Duration: 24 months
The availability of affordable Ultra-Wideband (UWB) technology and emerging commercial low-power UWB radio modules has triggered a renewed interest in UWB technology for a rapidly growing number of applications. Novel UWB radios have even the capability of performing angle of arrival and angle of departure calculations combined with accurate precision of the distance. This can open a wide range of applications in space where GNSS cannot be used. UWB is working in a similar way to GNSS exploiting fixed positions (anchors) to create an infrastructure.

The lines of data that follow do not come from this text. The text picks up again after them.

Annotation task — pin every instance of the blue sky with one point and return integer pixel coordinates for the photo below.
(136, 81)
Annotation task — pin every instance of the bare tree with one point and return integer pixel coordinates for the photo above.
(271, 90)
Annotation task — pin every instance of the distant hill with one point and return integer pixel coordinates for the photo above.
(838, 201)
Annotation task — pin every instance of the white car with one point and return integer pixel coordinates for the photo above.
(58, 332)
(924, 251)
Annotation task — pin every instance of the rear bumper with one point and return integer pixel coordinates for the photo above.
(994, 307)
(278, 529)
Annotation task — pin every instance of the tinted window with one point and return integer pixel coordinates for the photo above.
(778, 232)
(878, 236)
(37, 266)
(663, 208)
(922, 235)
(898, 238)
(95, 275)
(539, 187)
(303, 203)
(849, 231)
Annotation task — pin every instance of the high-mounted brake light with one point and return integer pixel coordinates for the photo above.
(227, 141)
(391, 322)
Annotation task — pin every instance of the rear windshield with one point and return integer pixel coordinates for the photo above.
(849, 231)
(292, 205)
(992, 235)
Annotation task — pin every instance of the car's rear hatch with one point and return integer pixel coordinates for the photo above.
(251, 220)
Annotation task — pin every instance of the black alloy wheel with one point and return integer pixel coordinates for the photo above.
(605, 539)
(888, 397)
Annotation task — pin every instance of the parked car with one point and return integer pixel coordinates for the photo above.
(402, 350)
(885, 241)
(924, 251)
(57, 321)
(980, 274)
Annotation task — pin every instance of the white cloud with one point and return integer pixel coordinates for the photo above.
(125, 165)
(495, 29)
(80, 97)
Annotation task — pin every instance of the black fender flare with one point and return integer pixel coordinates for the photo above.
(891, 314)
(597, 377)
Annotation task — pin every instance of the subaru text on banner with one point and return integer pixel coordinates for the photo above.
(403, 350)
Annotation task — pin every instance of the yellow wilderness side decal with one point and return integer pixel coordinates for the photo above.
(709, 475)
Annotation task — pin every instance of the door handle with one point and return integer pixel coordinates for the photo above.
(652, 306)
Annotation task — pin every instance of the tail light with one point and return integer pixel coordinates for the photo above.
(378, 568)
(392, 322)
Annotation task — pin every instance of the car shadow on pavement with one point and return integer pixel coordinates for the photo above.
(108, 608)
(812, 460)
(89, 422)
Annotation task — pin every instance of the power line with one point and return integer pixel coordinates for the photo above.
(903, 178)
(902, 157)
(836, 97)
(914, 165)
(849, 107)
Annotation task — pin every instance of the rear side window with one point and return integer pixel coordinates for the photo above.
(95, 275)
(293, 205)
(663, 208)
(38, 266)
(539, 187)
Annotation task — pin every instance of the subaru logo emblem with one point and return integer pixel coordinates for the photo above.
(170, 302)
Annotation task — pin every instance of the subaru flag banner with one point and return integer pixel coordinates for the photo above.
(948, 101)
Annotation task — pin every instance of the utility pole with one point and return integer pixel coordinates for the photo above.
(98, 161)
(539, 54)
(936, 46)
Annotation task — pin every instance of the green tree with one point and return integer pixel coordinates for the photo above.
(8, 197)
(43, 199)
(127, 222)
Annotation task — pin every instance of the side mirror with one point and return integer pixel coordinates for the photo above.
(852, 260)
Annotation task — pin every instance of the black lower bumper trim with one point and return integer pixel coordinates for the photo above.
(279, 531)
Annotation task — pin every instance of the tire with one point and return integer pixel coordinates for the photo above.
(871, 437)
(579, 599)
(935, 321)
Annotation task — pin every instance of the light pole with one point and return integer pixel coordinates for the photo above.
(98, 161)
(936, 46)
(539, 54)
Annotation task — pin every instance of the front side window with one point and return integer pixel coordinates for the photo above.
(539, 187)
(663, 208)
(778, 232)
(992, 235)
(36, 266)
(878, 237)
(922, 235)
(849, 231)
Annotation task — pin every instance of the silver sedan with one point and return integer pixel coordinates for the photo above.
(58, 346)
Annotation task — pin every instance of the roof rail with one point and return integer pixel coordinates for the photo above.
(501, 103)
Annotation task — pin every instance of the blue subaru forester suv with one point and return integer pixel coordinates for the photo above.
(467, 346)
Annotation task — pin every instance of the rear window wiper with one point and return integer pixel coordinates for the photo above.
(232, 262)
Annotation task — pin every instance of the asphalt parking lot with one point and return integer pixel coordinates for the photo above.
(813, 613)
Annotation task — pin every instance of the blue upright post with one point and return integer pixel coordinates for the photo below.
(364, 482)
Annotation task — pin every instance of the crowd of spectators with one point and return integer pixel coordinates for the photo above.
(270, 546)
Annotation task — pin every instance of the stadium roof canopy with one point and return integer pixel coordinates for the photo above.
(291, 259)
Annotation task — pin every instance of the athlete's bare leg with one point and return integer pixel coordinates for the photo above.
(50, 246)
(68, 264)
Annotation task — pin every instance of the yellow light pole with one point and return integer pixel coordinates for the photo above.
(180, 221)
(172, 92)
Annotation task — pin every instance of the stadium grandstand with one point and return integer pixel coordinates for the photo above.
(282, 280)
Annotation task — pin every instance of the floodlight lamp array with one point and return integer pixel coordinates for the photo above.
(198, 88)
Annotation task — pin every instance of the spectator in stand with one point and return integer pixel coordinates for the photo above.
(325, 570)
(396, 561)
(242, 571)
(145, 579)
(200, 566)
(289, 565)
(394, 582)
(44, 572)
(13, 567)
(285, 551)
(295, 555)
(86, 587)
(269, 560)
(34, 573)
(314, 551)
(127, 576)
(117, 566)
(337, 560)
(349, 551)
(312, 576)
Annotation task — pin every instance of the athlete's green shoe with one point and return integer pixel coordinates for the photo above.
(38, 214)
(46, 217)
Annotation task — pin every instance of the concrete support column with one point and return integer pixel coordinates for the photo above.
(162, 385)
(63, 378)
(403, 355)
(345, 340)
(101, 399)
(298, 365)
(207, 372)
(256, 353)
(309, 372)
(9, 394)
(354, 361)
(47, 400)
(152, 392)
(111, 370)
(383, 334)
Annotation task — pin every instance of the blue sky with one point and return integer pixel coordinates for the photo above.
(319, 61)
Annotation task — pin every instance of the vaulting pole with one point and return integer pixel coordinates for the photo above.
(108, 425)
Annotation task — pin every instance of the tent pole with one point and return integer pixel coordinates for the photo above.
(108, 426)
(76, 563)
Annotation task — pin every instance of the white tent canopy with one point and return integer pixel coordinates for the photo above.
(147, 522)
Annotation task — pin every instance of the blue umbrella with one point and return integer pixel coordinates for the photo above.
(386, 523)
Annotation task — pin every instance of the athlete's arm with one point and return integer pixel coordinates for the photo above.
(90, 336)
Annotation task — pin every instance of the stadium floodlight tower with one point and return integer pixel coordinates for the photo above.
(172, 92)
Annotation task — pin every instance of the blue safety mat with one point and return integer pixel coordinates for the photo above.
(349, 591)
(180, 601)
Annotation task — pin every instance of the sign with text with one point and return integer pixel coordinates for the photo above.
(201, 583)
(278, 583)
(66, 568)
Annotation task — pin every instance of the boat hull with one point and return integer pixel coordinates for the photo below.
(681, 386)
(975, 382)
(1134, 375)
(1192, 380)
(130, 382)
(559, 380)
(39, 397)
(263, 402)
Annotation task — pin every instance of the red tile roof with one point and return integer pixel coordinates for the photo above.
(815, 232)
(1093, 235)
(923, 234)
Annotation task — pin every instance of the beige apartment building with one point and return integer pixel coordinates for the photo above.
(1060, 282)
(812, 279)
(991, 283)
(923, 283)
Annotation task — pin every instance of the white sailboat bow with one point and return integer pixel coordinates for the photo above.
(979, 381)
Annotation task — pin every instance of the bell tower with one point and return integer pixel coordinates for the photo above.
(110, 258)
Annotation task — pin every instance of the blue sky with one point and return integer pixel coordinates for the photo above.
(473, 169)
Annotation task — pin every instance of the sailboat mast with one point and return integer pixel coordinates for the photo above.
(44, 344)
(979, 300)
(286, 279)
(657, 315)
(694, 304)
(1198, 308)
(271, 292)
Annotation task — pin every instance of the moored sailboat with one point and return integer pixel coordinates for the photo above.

On the other hand, with the advance of technology, those anchors can be mobile, inexpensive, and deployed in a plug-and-play manner if they are carefully designed. Moreover in space applications where there is an existing infrastructure is important to guarantee the capability to set up it in a plug-and-play manner. To achieve this goal there are still some challenges to be addressed: 1) The UWB tags that will be acting as points are energy efficient and better self-sustaining, moreover, they offer a self-calibration capability. 2) The mobile robots-vehicles adopt adaptive and embedded algorithms to allow self-calibration and accurate positioning in these unknown areas. 3) the UWB tag and the robots can be found by each other by exploiting event-based mechanisms such as waking up the radio to improve the efficiency and effectiveness of the localization system.
This project aims to overcome these challenges to achieve a new generation of energy-efficient and mobile embedded systems for accurate GPS-free localization and position exploited by robots and vehicles. The project will investigate the possibility to achieve self-calibrate and self-sustaining UWB anchors by exploiting energy-efficient algorithms on low-power CPU, UWB wake-up radio, low-power techniques, and energy harvesting to enable tags to form the infrastructure of the positioning system so they can be deployed during the missions.